While the treatment group did better than the sham group, the doctors administering the treatment would have known they were giving what they believed to be true acupuncture, thus introducing a bias that has been shown to impact patients in countless other studies. If a doctor knows he is using the therapy he believes to work, there are subtle clues he will unconsciously provide to his patients. This is not double-blind and has a high risk of placebo effects. The results, while statistically significant, were not clinically significant. As the author writes:
For example, before treatment, the mean 24-hour systolic/diastolic reading was 131/81 for the active group and 129/80 for the sham group. By the end of the six weeks of treatment, the active group mean systolic/diastolic was 125/78 and the sham group was 130/80. The active group daytime systolic/diastolic scores before and during treatment were 136/84 and 128/80, respectively. The daytime sham group scores were 133/82 and 134/82, respectively. The nighttime scores for the active group, before and during treatment were 120/73 and 117/72. The sham group's nighttime scores were 120/73 before treatment and 120/74 during treatment. Blood pressure changes during peak bicycle stress-testing were also measured, but the changes were not significant.

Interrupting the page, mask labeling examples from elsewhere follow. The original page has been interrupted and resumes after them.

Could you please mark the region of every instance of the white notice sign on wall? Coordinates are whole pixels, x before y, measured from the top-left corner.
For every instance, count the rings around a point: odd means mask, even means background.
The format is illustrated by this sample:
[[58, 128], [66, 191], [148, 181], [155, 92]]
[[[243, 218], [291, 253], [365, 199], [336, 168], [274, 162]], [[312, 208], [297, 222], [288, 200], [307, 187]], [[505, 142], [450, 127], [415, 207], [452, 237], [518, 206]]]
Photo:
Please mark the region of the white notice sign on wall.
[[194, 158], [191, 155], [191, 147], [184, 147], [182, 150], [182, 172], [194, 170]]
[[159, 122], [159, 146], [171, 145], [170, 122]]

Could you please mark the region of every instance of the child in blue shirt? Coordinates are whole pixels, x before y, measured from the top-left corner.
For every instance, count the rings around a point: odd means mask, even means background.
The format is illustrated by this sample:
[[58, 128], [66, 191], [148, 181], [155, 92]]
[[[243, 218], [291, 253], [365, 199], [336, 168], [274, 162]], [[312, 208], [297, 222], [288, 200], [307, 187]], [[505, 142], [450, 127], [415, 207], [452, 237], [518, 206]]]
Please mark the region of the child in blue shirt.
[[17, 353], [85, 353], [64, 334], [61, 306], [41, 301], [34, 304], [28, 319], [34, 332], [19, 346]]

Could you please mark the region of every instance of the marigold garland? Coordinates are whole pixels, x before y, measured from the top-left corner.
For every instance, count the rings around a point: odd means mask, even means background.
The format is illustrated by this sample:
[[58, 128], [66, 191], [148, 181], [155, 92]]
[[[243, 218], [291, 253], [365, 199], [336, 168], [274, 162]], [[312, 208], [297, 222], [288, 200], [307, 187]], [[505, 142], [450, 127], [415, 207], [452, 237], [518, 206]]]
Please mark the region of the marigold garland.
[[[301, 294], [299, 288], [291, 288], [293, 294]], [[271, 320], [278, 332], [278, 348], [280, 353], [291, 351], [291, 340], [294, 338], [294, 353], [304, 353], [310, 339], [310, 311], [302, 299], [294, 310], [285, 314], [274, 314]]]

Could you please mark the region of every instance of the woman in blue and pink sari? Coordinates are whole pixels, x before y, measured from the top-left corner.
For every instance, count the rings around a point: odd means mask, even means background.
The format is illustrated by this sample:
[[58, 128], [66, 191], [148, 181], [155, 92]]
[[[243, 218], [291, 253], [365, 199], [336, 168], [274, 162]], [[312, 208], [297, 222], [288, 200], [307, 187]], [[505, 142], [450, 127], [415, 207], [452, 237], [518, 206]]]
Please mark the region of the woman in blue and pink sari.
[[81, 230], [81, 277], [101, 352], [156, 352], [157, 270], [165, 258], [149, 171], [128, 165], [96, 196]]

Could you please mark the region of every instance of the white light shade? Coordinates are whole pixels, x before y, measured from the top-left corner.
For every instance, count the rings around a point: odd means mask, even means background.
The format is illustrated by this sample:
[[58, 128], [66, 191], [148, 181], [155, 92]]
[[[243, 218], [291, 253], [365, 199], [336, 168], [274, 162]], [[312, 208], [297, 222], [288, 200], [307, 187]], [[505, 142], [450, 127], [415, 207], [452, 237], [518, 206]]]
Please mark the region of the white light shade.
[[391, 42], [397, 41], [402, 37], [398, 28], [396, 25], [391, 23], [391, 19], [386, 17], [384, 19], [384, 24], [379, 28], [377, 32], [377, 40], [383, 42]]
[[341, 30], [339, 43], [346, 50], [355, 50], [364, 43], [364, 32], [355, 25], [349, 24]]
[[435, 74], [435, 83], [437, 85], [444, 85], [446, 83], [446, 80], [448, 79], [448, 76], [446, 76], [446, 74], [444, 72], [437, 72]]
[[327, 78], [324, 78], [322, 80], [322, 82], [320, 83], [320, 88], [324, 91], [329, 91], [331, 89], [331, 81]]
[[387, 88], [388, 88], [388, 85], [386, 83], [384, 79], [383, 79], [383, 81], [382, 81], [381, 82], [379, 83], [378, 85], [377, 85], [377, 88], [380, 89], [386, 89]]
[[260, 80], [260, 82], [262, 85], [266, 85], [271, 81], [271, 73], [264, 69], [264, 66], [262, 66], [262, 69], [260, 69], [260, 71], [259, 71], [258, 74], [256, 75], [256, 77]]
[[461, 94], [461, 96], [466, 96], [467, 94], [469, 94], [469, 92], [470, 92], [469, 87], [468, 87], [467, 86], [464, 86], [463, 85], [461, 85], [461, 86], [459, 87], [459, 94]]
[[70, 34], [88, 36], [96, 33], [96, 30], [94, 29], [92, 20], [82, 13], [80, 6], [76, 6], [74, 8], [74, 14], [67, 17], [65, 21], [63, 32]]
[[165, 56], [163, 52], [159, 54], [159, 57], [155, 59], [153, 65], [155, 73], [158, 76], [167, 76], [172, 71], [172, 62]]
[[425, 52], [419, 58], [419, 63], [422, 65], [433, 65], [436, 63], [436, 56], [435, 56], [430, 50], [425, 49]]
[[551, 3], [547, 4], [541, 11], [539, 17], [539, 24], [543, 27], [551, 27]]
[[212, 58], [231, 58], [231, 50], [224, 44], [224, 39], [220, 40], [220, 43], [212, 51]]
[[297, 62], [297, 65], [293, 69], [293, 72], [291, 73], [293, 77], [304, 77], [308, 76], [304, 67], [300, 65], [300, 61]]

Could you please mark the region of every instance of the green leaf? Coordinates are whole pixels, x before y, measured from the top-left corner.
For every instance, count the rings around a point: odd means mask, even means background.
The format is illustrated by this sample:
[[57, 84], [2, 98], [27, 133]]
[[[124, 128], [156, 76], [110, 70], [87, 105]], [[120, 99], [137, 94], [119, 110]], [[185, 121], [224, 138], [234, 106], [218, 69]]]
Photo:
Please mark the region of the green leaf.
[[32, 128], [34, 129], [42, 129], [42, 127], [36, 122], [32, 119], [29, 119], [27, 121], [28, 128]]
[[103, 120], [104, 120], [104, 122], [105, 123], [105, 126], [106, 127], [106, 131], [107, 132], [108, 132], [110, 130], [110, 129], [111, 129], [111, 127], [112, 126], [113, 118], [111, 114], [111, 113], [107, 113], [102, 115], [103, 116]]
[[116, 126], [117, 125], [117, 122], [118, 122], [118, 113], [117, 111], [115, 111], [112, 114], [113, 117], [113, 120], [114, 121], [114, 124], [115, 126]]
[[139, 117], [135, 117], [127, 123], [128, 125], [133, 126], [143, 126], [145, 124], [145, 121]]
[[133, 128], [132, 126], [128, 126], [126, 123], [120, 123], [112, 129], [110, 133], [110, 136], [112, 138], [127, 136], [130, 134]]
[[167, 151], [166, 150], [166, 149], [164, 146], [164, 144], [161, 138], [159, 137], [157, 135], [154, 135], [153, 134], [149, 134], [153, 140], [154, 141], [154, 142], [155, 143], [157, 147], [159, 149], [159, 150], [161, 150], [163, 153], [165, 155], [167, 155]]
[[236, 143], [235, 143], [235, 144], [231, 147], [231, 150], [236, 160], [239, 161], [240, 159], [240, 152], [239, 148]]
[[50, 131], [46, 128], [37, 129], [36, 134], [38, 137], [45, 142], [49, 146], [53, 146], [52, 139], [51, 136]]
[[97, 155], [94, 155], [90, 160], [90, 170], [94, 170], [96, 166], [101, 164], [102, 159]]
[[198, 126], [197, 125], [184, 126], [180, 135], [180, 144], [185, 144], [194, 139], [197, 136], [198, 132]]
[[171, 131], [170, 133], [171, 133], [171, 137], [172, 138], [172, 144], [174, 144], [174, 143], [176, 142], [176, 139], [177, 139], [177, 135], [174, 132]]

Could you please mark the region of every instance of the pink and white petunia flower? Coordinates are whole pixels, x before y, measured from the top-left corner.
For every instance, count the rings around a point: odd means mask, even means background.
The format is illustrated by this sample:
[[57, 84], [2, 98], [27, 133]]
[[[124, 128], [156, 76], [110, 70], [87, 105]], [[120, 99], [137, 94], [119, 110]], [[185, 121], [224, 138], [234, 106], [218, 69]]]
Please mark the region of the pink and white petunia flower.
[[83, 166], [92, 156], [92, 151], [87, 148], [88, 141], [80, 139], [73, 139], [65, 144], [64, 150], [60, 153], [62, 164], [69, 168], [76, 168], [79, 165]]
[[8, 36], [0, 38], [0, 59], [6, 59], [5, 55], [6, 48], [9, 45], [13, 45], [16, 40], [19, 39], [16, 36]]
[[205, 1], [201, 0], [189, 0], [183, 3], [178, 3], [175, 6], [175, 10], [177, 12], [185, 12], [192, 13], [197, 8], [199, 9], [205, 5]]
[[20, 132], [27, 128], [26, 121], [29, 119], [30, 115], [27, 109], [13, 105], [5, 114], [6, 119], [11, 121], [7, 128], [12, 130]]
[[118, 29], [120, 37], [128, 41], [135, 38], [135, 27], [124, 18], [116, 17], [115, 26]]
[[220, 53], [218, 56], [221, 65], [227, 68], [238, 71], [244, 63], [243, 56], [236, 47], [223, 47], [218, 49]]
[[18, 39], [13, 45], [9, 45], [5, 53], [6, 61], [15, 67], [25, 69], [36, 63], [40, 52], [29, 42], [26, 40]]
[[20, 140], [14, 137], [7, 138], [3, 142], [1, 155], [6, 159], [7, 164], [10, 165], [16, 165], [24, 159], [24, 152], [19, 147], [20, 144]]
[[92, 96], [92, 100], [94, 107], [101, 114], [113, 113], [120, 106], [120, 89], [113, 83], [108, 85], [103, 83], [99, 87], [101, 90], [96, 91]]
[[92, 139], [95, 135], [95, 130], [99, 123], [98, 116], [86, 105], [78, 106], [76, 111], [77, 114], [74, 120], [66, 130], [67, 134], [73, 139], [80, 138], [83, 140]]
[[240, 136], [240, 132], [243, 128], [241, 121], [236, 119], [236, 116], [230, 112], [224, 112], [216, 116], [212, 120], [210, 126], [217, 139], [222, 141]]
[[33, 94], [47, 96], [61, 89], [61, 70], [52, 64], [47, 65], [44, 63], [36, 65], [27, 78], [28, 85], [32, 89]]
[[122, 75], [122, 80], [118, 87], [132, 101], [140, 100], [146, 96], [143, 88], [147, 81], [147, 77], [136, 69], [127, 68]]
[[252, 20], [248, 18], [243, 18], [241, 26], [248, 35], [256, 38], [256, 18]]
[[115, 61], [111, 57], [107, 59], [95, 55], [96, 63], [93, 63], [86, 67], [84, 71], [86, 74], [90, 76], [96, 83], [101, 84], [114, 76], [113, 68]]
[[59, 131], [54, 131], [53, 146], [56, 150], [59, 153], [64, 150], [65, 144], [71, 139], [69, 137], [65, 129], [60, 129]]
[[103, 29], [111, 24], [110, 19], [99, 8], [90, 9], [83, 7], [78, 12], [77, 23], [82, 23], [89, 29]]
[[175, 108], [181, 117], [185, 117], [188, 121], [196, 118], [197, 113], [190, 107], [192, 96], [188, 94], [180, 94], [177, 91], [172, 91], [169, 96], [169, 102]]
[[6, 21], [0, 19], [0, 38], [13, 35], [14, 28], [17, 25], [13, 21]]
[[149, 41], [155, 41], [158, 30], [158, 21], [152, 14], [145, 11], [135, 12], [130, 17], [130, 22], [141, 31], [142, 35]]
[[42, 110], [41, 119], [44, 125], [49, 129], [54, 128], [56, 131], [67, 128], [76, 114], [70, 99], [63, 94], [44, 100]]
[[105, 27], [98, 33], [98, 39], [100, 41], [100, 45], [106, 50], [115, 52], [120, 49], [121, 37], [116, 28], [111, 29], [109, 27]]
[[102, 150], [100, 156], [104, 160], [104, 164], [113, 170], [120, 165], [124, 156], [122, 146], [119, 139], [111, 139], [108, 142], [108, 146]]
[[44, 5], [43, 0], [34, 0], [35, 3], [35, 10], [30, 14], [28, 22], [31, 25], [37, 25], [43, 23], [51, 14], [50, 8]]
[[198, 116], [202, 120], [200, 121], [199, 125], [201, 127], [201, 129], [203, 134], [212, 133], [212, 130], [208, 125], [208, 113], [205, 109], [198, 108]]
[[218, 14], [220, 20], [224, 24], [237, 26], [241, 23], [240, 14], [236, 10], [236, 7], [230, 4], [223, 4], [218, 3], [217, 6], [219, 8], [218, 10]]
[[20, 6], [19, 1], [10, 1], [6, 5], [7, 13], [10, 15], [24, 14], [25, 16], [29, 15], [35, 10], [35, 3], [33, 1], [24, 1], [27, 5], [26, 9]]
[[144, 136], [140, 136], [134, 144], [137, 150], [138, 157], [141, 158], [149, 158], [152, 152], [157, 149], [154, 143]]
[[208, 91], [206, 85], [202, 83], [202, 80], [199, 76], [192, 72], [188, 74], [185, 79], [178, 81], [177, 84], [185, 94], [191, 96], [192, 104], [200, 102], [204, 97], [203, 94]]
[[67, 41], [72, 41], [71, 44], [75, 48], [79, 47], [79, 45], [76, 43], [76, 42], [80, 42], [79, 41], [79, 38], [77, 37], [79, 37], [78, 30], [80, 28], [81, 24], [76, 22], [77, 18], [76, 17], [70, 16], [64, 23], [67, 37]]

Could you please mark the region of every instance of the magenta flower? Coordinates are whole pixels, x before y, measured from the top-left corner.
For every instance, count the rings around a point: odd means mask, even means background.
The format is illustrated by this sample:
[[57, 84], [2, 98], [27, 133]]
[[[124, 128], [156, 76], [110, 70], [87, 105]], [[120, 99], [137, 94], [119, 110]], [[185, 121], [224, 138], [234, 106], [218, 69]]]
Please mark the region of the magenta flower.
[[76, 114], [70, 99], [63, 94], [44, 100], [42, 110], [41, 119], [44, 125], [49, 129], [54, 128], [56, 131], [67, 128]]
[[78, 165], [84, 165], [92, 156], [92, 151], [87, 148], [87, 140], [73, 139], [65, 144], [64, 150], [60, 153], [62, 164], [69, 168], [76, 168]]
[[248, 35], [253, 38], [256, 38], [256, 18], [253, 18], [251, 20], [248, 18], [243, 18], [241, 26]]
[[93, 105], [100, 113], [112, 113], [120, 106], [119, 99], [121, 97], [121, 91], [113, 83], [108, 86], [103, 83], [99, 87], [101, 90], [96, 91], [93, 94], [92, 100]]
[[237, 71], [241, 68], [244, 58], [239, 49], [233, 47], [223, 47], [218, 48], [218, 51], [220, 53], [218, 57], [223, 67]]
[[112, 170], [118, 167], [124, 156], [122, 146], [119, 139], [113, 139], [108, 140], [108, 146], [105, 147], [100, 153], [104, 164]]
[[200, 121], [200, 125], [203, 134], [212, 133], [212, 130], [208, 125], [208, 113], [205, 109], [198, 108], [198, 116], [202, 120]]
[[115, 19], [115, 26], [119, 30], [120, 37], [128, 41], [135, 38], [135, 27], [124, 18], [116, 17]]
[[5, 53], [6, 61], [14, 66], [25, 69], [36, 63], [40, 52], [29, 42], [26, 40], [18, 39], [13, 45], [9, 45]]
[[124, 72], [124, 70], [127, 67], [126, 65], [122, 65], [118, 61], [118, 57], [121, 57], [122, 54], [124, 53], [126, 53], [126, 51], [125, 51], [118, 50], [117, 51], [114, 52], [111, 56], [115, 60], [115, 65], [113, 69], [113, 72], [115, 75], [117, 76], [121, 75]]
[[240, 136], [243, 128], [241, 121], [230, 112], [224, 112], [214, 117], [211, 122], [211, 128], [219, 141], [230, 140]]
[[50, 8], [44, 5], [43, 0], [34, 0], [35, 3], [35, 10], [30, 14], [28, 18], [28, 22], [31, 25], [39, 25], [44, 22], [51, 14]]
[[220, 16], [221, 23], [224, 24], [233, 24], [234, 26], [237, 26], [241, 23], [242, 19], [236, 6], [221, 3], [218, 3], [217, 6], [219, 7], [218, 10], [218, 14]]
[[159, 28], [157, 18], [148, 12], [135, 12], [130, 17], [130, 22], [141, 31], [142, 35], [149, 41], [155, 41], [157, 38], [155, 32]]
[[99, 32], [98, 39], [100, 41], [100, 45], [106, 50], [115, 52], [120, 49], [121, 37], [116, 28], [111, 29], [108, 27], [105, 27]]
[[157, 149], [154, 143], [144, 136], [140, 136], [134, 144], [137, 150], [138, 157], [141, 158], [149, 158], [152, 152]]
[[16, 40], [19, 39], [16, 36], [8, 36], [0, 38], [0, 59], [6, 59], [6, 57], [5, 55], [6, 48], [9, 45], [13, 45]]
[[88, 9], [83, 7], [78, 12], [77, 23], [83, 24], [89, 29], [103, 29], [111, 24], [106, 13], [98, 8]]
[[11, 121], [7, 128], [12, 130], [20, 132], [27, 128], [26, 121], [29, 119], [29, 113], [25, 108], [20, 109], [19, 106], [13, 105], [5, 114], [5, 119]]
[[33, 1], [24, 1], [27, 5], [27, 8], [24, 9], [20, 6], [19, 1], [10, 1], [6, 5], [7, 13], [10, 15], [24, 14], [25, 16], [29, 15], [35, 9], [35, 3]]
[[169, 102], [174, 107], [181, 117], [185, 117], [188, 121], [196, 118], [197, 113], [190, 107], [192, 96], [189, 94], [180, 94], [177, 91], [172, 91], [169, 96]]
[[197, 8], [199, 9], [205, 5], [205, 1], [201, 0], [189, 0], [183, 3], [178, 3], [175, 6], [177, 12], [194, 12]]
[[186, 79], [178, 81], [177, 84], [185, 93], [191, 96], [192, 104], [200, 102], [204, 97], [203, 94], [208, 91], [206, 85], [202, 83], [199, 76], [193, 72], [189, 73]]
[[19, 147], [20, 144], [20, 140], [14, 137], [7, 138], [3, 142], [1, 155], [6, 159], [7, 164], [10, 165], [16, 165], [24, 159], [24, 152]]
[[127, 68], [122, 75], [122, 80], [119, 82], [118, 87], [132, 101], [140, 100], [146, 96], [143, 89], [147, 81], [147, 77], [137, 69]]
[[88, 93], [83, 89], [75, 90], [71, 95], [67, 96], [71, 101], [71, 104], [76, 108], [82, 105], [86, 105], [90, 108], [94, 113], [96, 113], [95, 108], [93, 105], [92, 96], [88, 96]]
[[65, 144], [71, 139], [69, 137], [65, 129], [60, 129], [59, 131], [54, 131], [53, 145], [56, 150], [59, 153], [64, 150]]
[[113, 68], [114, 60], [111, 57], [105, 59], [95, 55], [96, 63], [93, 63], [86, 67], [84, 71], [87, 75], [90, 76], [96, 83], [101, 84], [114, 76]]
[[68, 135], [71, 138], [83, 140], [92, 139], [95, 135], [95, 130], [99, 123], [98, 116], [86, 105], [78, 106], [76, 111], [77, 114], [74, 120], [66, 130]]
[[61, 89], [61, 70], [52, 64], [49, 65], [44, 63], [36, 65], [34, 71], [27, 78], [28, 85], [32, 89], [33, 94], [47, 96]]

I say this is clinically insignificant because according to the American Heart Association:
Your blood pressure can change from minute to minute, with changes in posture, exercise or sleeping, but it should normally be less than 120/80 mm Hg for an adult. Blood pressure that stays between 120–139/80–89 is considered prehypertension and above this level (140/90 mm Hg or higher) is considered high (hypertension).

In other words, the patients in both groups had only borderline prehypertension to begin with and neither group had normal blood pressure at the end of the study. It should be noted that the main risk of prehypertension is the later development of true hypertension. It does not pose an imminent risk if MI or stroke. Also, since exercise stress did not result in significant differences between the groups, the true risk is probably negligible as exercise stress is often a precipitating factor for an MI. The study also does not appear to control for other variables that may have influenced BP such as stress, diet, etc. Changes such as the one shown is this study are within the range of effects often seen with slight changes in diet, exercise, or stress levels. Acupuncture is an expensive therapy. While it is not noted in the article, acupuncture is China typically performed daily or every other day, meaning six weeks of treatment yielding only temporary effects would cost an American over $1000 and in most cases would not be covered by insurance. Other more cost-effective approaches such as yoga, meditation, diet and exercise would likely be just as beneficial and much cheaper.